Yapılan bütün değerlendirmelerde kadın sadece 'doğal hukuk'un içinden görülen, 'geleneksel' bir anlayışla ele alınan, değerlendirilen, o bağlamda elbette 'sevilen, sayılan' bir varlık olarak tanımlandı.
Hiç itirazım yok işin bu son kısmına. Ben de insan- ların, insanlar derken erkeklerin, patolojik konumda/ durumda olanlar dışında, kadınlara ayrı bir duygu taşıdığına 'a priori' inananlardanım.
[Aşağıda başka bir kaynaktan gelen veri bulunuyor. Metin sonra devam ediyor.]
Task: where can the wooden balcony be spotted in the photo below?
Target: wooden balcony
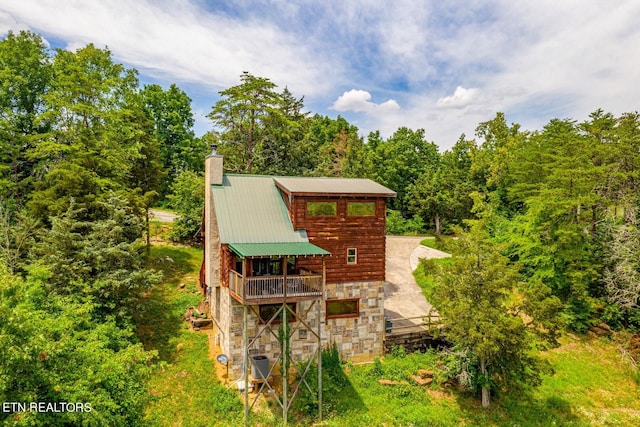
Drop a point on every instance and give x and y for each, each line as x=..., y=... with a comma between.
x=272, y=289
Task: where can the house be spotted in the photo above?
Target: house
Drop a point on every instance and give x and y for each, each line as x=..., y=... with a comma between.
x=309, y=252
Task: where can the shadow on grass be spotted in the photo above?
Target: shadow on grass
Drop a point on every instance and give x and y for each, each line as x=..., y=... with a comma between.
x=160, y=316
x=518, y=409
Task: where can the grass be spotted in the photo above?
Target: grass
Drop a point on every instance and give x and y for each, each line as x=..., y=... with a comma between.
x=590, y=386
x=184, y=390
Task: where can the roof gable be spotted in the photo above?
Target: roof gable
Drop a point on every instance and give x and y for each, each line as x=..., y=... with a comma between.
x=250, y=209
x=332, y=186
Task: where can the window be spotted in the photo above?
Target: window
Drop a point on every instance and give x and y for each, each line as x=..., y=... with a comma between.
x=267, y=311
x=322, y=208
x=266, y=267
x=343, y=308
x=352, y=256
x=361, y=208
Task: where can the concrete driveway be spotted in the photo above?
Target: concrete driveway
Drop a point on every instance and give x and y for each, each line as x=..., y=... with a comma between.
x=403, y=296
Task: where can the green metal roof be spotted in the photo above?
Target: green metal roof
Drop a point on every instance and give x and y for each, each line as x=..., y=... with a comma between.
x=250, y=209
x=328, y=185
x=276, y=249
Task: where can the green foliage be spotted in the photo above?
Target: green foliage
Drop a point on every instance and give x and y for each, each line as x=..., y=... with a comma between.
x=178, y=149
x=492, y=316
x=400, y=160
x=91, y=142
x=99, y=262
x=53, y=349
x=442, y=195
x=25, y=76
x=399, y=226
x=187, y=199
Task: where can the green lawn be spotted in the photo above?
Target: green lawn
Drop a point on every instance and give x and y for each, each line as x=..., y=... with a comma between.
x=184, y=390
x=591, y=385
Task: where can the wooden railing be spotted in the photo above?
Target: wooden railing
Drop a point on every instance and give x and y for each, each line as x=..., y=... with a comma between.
x=270, y=287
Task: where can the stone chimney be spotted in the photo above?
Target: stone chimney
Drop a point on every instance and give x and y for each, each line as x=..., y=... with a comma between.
x=213, y=169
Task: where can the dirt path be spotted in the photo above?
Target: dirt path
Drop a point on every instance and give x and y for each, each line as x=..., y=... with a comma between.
x=403, y=296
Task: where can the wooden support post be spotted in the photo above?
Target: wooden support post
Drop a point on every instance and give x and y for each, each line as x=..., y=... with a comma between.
x=319, y=302
x=245, y=339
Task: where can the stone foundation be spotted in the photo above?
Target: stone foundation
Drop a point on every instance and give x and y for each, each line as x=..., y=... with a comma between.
x=359, y=339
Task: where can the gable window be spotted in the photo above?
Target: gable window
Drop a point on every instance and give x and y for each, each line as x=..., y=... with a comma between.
x=267, y=311
x=322, y=208
x=361, y=208
x=343, y=308
x=352, y=256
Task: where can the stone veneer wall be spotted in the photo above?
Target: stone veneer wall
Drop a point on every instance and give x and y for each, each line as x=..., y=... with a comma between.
x=359, y=339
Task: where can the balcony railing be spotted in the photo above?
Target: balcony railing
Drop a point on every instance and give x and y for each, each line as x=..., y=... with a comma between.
x=254, y=289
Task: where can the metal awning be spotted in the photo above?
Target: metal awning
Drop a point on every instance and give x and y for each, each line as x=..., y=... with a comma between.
x=277, y=249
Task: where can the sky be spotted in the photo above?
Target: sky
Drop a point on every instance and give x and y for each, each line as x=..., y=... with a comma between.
x=441, y=66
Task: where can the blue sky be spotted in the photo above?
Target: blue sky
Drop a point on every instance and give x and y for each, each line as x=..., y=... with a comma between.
x=443, y=66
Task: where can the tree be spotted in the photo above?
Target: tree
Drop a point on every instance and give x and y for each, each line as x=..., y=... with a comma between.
x=147, y=175
x=187, y=198
x=337, y=148
x=283, y=151
x=491, y=316
x=243, y=115
x=17, y=235
x=99, y=261
x=92, y=142
x=57, y=350
x=172, y=118
x=25, y=74
x=444, y=194
x=400, y=160
x=622, y=274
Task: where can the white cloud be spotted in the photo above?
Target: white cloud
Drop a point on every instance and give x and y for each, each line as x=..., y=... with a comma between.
x=531, y=60
x=461, y=98
x=179, y=40
x=360, y=101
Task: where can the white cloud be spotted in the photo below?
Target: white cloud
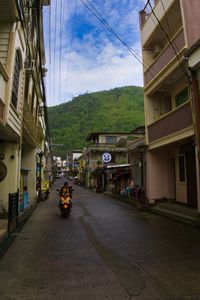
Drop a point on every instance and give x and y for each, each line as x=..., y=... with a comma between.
x=98, y=61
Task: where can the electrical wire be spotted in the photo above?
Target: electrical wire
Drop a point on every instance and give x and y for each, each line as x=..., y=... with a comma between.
x=145, y=65
x=102, y=20
x=54, y=67
x=71, y=42
x=60, y=51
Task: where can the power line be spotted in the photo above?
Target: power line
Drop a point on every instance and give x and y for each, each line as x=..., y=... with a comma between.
x=71, y=42
x=102, y=20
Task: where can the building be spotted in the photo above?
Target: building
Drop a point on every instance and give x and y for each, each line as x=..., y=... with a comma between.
x=168, y=29
x=106, y=160
x=24, y=140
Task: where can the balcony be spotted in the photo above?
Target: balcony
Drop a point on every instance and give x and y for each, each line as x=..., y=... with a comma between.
x=165, y=57
x=8, y=11
x=174, y=121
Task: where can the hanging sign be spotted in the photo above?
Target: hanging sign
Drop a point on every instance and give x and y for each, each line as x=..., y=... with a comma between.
x=106, y=157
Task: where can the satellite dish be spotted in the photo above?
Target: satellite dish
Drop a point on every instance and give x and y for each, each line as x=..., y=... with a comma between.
x=3, y=171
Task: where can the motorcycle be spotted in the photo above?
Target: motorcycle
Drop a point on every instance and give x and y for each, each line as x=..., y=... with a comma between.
x=65, y=205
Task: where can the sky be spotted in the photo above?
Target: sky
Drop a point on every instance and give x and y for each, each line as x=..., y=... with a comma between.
x=82, y=55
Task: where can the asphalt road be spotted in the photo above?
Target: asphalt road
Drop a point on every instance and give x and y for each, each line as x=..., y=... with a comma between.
x=105, y=249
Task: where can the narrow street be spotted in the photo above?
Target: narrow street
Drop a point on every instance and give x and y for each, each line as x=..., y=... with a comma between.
x=104, y=250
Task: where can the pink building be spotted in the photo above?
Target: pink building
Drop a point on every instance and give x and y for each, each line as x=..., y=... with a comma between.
x=168, y=29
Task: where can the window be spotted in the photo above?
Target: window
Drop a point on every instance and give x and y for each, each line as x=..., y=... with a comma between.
x=181, y=97
x=111, y=139
x=181, y=163
x=15, y=87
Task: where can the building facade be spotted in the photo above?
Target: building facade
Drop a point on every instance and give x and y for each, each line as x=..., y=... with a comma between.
x=168, y=29
x=24, y=141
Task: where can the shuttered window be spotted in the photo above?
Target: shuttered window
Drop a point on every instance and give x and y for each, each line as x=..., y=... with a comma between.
x=15, y=87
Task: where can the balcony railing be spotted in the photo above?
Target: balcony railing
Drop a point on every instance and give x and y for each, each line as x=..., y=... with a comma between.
x=164, y=58
x=174, y=121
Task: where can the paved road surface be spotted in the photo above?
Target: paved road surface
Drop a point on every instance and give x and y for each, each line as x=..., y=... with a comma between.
x=105, y=250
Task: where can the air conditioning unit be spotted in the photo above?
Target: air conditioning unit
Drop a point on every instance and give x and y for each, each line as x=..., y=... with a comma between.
x=157, y=50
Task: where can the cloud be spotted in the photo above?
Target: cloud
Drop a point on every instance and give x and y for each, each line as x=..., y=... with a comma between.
x=93, y=60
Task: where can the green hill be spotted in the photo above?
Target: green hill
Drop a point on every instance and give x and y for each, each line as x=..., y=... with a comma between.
x=119, y=109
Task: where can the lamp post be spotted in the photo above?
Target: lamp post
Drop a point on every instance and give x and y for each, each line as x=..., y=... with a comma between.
x=40, y=196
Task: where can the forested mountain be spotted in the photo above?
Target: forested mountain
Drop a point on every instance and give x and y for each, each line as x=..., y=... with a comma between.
x=119, y=109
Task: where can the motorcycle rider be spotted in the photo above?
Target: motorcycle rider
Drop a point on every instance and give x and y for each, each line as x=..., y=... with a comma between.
x=65, y=191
Neticede hepimizin annelerimizle aşamadığımız bir ilişkimiz var. Onun bedeninden oluyoruz, eline doğuyoruz, onun tarafından beslenip büyütülüyoruz. Ve bu elbette karmaşık, çetrefil, yoğun bir ilişkidir.
O mercekten bakınca kadına dönük ilgimizin, saygımızın düzeyi başkadır.
İki nedeni var.
Birincisi, işte onu yazmıştım bahsettiğim 'tweet'te, kadın, bedeni ve bilinciyle doğal/ kendiliğinden bir özelliğe sahip olsa da 'kadınlık durumu' zamanla oluşturulan, bilinçli ve bilinçsiz olarak geliştirilen bir özelliktir.
Bilinçsizdir çünkü toplumsal kalıpların, davranışların, kabullerin meydana getirdiği, tarif ettiği bir kadınlık (anlayışı) vardır. Gelenekler, aile yapıları, okul ve diğer tüm sosyal kurumlar bu kadınlığı biçimlendirir.
Bilinçli yanı vardır; çünkü 1960'lardan, 70'lerden ve nihayet 1990'lardan bu yana devam eden 1'inci, 2'nci ve 3'üncü Dalga Feminist hareket 'kadınlık' normlarını irdelemiş, kadının bilinç ve beden olarak ne şekilde birey tarafından tayin edileceğini belirtmiştir.
Evet, kadınlık (aynı şekilde erillik) bir kimlik meselesidir. Bir kere bu var. Bu öyle kolaylıkla aşılacak bir konu değil. Çünkü meselenin biyolojik/ doğal yanını neredeyse işlev dışı bırakıyor.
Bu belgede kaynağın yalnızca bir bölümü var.